Good Luck, Have Fun, Don’t Die never quite feels like it’s breaking new ground, but the more it channels its ancestors, the less accidental that feels. Instead, it resonates as a sly poke at AI’s own mix-and-match regurgitation.

Rockwell’s performance as the crusading Man From the Future is so humorously shambolic that it rarely matters that much of this has been done before. Plus, despite its finale boasting trace elements of myriad predecessors’ DNA (including Ghostbusters and The Matrix), it still concocts a few memorable out-there sights, all while keeping its urgent anti-AI fervor at a fever pitch.

Jeandré Wentzel
Jeandré Wentzel in ”Good Luck, Have Fun, Don't Die” Briarcliff Entertainment

Good Luck, Have Fun, Don’t Die recognizes the tantalizing allure of artificial intelligence but posits it as a fundamentally false promise. And in its chaotic close, its critique extends, subtly, to cinema itself, whose placating truths and comforting happily-ever-afters are viewed with a wary eye.

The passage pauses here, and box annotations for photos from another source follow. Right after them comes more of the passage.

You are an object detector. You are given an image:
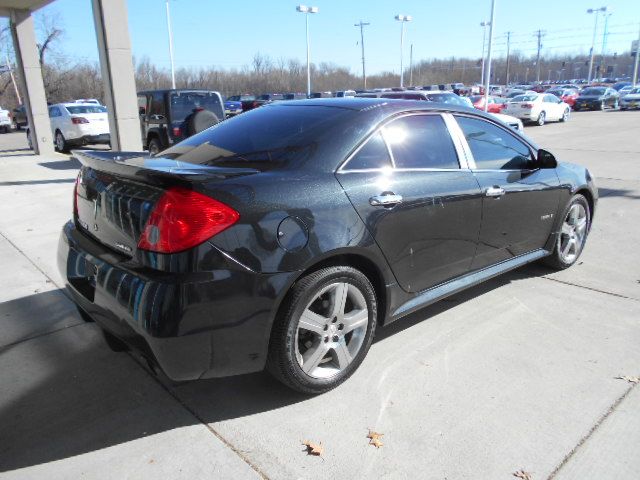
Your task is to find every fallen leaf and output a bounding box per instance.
[369,438,384,448]
[302,440,324,457]
[367,429,384,448]
[513,470,533,480]
[615,375,640,383]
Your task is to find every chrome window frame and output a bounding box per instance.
[450,112,540,172]
[335,111,469,174]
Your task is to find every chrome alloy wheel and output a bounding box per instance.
[295,282,369,378]
[558,203,587,264]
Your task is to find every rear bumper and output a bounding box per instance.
[58,222,296,381]
[67,133,111,145]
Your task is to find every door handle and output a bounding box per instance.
[484,187,506,197]
[369,192,402,207]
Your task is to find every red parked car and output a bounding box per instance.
[547,88,578,108]
[470,95,507,113]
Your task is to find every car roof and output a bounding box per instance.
[261,97,480,119]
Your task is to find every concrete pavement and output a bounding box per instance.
[0,112,640,480]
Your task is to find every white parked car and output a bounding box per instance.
[74,98,102,105]
[620,86,640,110]
[27,103,111,152]
[502,93,571,126]
[0,107,11,133]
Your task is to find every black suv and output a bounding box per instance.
[138,90,225,155]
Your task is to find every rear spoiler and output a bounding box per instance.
[71,150,259,186]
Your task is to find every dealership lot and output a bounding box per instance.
[0,111,640,479]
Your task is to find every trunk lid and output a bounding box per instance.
[74,151,258,257]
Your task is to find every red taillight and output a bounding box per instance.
[138,187,240,253]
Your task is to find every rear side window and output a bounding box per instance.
[346,132,391,170]
[456,116,532,170]
[382,115,460,169]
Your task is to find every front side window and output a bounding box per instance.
[456,116,533,170]
[382,115,460,169]
[346,132,391,170]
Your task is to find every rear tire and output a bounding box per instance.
[542,193,591,270]
[267,266,377,395]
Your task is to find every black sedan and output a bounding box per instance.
[58,98,597,393]
[573,87,620,110]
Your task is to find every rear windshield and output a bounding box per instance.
[511,95,538,102]
[64,105,107,115]
[162,104,353,170]
[170,92,222,122]
[582,88,606,95]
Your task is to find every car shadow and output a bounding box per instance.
[0,265,548,472]
[38,157,82,170]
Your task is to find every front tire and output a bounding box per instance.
[543,194,591,270]
[267,266,377,395]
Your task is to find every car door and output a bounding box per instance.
[336,114,482,292]
[456,114,560,270]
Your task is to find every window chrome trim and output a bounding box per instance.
[335,111,469,173]
[451,112,539,172]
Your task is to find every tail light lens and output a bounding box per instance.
[138,187,240,253]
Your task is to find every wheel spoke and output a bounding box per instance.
[331,283,349,320]
[302,342,328,374]
[343,309,369,334]
[333,342,352,370]
[298,308,327,335]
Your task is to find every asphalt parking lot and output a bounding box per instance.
[0,111,640,480]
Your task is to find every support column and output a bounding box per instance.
[9,10,55,155]
[92,0,142,151]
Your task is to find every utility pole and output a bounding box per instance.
[535,30,544,82]
[504,32,511,87]
[5,53,22,105]
[166,0,176,90]
[354,20,370,90]
[409,43,413,87]
[632,22,640,87]
[484,0,496,112]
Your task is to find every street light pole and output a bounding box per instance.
[632,21,640,87]
[587,7,607,83]
[296,5,319,98]
[480,22,489,85]
[396,15,413,87]
[165,0,176,90]
[484,0,496,112]
[354,20,370,90]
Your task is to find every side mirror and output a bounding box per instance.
[538,149,558,168]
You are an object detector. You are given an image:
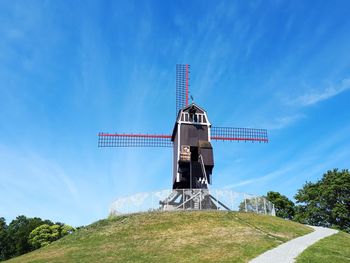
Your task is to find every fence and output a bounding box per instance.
[110,189,275,216]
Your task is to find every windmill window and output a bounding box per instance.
[198,115,202,123]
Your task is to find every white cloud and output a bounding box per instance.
[293,79,350,106]
[263,114,305,130]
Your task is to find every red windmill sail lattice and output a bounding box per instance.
[98,64,268,209]
[98,127,269,147]
[176,64,190,115]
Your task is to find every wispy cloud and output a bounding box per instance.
[224,165,294,189]
[292,78,350,106]
[263,114,306,130]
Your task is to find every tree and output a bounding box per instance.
[238,196,271,214]
[8,215,53,256]
[0,217,10,261]
[295,169,350,233]
[28,224,75,248]
[267,191,295,220]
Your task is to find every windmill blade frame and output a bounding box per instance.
[98,132,173,147]
[210,127,269,143]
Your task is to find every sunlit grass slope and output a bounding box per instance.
[6,211,312,263]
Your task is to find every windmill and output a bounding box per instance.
[98,64,268,210]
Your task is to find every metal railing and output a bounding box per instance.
[110,189,275,216]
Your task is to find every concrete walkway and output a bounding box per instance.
[250,226,338,263]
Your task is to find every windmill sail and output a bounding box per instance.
[176,64,190,115]
[210,127,269,142]
[98,132,173,147]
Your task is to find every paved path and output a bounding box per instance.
[250,226,338,263]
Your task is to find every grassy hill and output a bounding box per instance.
[9,211,312,262]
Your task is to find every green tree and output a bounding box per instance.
[0,217,11,261]
[267,191,295,220]
[8,215,53,256]
[295,169,350,233]
[28,224,75,248]
[238,196,271,214]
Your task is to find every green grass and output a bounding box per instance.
[297,232,350,263]
[5,211,312,263]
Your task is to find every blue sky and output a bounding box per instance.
[0,0,350,226]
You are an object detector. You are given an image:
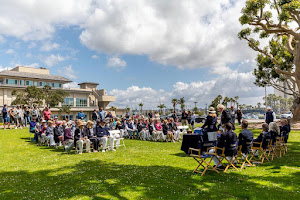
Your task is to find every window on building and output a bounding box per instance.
[40,82,46,87]
[25,81,33,86]
[62,97,74,107]
[76,98,87,107]
[52,83,61,88]
[6,79,18,85]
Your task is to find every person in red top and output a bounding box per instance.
[43,107,52,121]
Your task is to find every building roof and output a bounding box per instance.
[78,81,99,85]
[0,70,72,83]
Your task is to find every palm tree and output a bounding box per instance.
[257,102,261,109]
[157,104,166,113]
[179,97,185,110]
[172,99,178,111]
[139,103,144,114]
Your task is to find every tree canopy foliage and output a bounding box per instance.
[238,0,300,120]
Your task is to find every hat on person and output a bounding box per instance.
[208,107,216,114]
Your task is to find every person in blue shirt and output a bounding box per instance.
[2,104,10,129]
[77,110,85,120]
[99,107,105,120]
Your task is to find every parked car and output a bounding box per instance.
[280,112,293,119]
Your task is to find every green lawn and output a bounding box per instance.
[0,129,300,200]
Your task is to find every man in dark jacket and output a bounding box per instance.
[238,120,253,155]
[74,122,91,154]
[210,122,237,167]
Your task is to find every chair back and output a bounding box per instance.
[207,132,218,141]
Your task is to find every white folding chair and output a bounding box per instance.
[107,130,126,148]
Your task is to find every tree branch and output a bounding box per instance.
[286,35,295,55]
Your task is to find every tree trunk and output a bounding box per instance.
[292,97,300,123]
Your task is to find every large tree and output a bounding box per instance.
[11,86,44,107]
[238,0,300,121]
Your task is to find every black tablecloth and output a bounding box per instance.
[181,134,200,154]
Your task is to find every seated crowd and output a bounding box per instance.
[29,111,186,154]
[190,105,291,175]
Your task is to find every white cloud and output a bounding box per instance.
[109,71,264,109]
[63,82,79,89]
[91,55,99,59]
[107,57,127,71]
[80,0,255,72]
[58,65,77,79]
[27,42,36,49]
[40,42,60,51]
[10,62,40,69]
[5,49,15,54]
[0,0,93,40]
[43,54,66,67]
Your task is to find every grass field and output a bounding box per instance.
[0,129,300,200]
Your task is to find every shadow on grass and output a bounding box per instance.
[0,160,300,200]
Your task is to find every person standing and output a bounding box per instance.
[24,106,30,126]
[15,106,23,129]
[92,109,99,124]
[265,106,276,124]
[236,109,243,125]
[172,110,177,121]
[230,106,235,130]
[74,122,91,154]
[8,106,17,127]
[148,111,153,119]
[31,105,41,120]
[99,107,105,120]
[191,113,196,129]
[2,104,10,130]
[43,107,52,121]
[77,110,85,120]
[217,104,232,129]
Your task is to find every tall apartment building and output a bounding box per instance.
[0,66,115,120]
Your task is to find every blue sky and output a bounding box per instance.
[0,0,272,108]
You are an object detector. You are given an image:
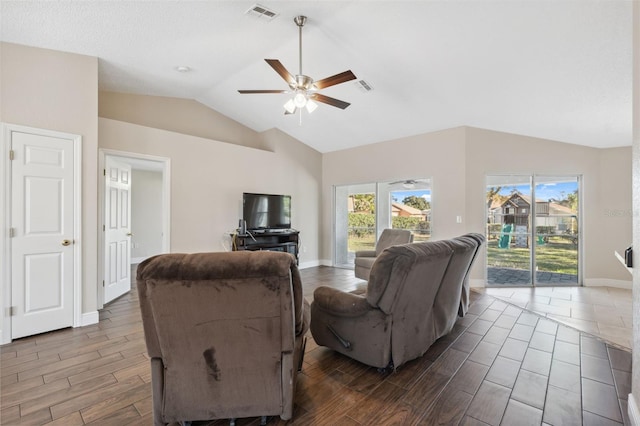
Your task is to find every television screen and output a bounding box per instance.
[242,192,291,230]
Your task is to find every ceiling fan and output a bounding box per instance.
[389,179,425,189]
[238,15,357,114]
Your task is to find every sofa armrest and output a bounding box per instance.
[313,286,372,317]
[356,250,376,257]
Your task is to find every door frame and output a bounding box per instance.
[484,172,585,288]
[0,123,83,344]
[97,148,171,310]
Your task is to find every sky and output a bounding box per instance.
[391,182,578,202]
[500,182,578,201]
[391,189,431,202]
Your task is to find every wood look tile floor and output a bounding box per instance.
[0,267,631,426]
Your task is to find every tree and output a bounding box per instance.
[487,186,502,208]
[549,189,578,212]
[402,195,431,210]
[351,194,376,214]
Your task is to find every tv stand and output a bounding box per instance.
[231,229,300,262]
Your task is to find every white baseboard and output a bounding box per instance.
[469,278,486,288]
[584,278,633,290]
[80,311,100,327]
[298,259,333,269]
[627,393,640,426]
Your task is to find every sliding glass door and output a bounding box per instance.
[334,178,431,268]
[486,175,580,286]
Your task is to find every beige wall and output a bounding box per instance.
[98,91,269,149]
[629,1,640,425]
[98,118,321,266]
[0,43,98,336]
[322,127,631,285]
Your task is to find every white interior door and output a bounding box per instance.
[104,156,132,303]
[10,131,77,339]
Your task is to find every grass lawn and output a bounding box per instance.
[487,238,578,274]
[349,234,578,275]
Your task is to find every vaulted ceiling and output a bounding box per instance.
[0,0,632,152]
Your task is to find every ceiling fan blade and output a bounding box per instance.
[314,70,357,89]
[309,93,351,109]
[265,59,296,86]
[238,90,288,95]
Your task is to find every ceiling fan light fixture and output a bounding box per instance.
[293,92,307,108]
[305,99,318,114]
[284,99,296,114]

Verbinski undercuts his wrap-up’s wild forward thrust by distending things almost past their breaking point. Even so, there are enough comical details scattered throughout the conclusion (the best: a meat thermometer reading 98.6 degrees after being jabbed in a man’s head) that the proceedings’ energy never totally flags.

Moreover, the director largely pulls off a last-second detour into poignancy, delivering a sneaky emotional punch that ends his rambling odyssey on a sweet note.

Since 1984’s The Terminator, the movies have envisioned technological innovation as a one-way ticket to the apocalypse, and Good Luck, Have Fun, Don’t Die doesn’t deviate from that worldview. If that means Verbinski’s feature is merely covering well-worn ground, however, it’s also an indication that, perhaps, people have yet to heed such warnings—thus making them all the more urgent.